Sometimes the model does get stuck. In our CIDR example, claude-3.5-sonnet came very close to all-clear on its second attempt, but proceeded to fail the same test case twice in a row. This is when I come in to look at the code, realize the regexp is not matching the final ‘1’ in “2001:db8::1”, and then provide that as an explicit hint to the model:
Claude makes progress and clears the tests with our help:
Now we must contend with the “who guards the guards” problem. Because LLMs are unreliable agents, it might so happen that Claude just scammed us by spitting out useless (or otherwise low-effort) test cases. Anyway, it is a good practice that whoever implements the code shouldn’t write their own tests, because the same blindspots in design will crop up in tests. In our case, LLM generated both. So it’s time to introduce some human input in the form of additional test cases, which is made extra convenient since the model already provided the overall structure of our test. If those cases pass, we can be reasonably confident in integrating this function into our codebase. Theoretically, you might even invoke a third prompt to do some AI-powered mutation testing by asking for a subtle, but critical, change in the implementation that is supposed to break our tests, then find out if it did!
LLM-powered development and cognitive load
So this method appears to reliably tackle leetcode-style questions, but would it work in a practical codebase with an actual dependency graph? I believe it can be made to work with some engineering effort, and it’s great news for the codebase’s long-term maintainability if you do. For best results, our project structure needs to be set up with LLM workflows in mind. Specifically, we should carefully manage and keep the cognitive load required to understand and contribute code to a project at a minimum.
Every package, or directory, should consist of several independently testable subsets of code, wherein each subset contains basically 3 files: shared.go
for the package’s shared typedefs and globals, whereas x.go
and x_test.go
focus on a specific aspect of our functional logic, ideally just one public function per file. Sometimes we also have main_test.go
supplying a TestMain function for setting up test environments (e.g. testcontainers).
Recently I started a brand new software project at work, so I had the opportunity to design the code organization starting from a blank slate. I’m currently exploring an extension to the AI TDD workflow for larger projects. The whole project code would need to be copied to the sandbox for execution, but sending the entire codebase to an LLM is impractical and distract the model’s focus. Instead, we designate a specific package (subdirectory) that the LLM will work on at any given time, include a gomarkdoc-generated documentation for each dependency package we think is helpful, and finally include a same-package example code (perhaps a tightly-coupled entity’s finished implementation). The model will produce a function and a test, just like before, but this time we write the files in our intended subdirectory deep inside the sandbox to run the unit test.
With this pattern, not only do we limit the chance of introducing problematic code into production with test coverage by default, but we also encourage aggressive de-coupling and a unit test-first project structure. Because adding additional context to a model incurs some inference (and human-psychological) cost, we are constantly nudged into maintaining our code as nice little chunks, each consuming only a small cognitive load to fully understand.

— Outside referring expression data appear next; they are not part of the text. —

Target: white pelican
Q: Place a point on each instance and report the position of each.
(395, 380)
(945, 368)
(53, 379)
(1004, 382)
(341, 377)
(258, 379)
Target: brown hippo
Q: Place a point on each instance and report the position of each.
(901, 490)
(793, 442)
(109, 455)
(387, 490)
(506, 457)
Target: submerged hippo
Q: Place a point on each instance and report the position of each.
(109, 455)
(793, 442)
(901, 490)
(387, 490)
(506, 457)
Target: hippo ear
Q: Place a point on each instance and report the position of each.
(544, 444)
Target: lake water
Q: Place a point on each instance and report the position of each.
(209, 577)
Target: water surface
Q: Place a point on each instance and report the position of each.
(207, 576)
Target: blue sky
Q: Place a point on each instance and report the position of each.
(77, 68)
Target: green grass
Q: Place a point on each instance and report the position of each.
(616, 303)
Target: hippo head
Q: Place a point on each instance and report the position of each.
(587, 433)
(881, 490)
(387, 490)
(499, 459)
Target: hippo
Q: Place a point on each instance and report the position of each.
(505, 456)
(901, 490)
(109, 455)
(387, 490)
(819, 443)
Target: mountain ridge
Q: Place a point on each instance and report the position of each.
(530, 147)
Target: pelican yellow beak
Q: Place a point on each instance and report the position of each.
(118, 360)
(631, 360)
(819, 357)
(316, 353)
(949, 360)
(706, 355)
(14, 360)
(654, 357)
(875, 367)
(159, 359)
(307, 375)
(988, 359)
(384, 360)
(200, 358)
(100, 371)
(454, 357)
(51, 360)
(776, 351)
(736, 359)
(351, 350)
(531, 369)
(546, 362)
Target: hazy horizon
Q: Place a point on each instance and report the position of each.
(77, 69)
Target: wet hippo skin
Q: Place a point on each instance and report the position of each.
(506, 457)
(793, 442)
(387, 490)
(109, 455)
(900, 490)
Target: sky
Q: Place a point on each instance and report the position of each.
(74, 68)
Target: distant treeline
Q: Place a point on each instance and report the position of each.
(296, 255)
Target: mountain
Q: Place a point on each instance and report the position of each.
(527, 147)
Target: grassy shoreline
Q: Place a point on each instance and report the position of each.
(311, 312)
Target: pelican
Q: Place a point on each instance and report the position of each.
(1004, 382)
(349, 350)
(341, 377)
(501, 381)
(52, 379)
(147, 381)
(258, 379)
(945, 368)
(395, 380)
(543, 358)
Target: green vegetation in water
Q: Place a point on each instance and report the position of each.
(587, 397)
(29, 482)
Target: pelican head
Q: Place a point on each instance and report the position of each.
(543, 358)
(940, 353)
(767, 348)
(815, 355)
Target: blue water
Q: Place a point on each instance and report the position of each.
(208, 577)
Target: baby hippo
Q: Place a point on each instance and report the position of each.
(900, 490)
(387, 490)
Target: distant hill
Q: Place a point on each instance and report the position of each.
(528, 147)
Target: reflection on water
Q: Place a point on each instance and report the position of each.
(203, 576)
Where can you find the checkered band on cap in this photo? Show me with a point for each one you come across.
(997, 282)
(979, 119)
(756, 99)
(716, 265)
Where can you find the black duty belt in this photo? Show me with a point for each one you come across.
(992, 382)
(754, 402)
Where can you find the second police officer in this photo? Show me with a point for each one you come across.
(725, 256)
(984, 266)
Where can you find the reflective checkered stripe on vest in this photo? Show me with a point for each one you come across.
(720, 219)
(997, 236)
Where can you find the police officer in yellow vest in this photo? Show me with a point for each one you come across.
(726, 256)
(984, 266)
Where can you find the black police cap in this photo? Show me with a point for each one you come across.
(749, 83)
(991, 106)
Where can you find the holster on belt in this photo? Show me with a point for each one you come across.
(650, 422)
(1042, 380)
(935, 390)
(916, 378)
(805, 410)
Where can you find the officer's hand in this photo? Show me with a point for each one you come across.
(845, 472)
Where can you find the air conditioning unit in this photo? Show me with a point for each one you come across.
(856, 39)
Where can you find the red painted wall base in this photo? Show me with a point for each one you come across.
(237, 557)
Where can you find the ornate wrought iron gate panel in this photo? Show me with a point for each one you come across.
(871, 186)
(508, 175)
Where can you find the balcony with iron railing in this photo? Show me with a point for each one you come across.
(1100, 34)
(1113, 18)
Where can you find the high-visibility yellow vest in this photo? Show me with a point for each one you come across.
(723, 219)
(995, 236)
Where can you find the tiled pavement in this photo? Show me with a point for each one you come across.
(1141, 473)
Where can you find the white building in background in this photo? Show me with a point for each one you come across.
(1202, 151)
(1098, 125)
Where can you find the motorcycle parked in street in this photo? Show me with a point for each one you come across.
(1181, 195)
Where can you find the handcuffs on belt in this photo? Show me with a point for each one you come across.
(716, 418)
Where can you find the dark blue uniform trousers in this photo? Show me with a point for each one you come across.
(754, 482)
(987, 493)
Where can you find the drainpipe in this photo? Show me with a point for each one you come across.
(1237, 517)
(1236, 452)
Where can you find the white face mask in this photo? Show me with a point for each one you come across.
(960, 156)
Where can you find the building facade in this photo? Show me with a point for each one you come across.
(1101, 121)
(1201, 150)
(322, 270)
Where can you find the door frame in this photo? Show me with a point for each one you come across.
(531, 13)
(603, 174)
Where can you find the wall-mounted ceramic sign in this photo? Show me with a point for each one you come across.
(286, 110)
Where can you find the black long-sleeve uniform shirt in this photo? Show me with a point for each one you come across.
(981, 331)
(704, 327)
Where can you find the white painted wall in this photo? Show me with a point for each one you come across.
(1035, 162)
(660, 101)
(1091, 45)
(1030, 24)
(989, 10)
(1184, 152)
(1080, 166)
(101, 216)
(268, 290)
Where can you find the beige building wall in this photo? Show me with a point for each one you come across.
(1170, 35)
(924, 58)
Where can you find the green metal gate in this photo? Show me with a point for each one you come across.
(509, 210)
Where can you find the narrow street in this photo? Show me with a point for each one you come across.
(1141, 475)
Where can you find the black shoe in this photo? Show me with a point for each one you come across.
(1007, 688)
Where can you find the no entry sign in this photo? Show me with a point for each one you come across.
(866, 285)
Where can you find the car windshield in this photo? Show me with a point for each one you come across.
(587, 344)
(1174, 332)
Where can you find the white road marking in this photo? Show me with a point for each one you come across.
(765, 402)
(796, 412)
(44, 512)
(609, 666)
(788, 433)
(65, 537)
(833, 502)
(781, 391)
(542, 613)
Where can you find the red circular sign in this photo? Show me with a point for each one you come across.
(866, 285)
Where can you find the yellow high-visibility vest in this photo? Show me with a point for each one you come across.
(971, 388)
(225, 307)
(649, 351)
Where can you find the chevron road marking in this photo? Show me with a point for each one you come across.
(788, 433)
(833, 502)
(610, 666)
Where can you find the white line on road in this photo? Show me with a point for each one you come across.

Hopefully, this approach lets us end up with “deep” modules with rich functionalities but minimal surface area.
In closing, you should remember AI’s Bitter Lesson. There is a non-zero chance that we wake up tomorrow to a major shift in AI architecture, eliminating the LLM limitations we talked about, and rendering our efforts meaningless. So perhaps don’t start refactoring right away your 100k-Line-of-Code projects following this advice!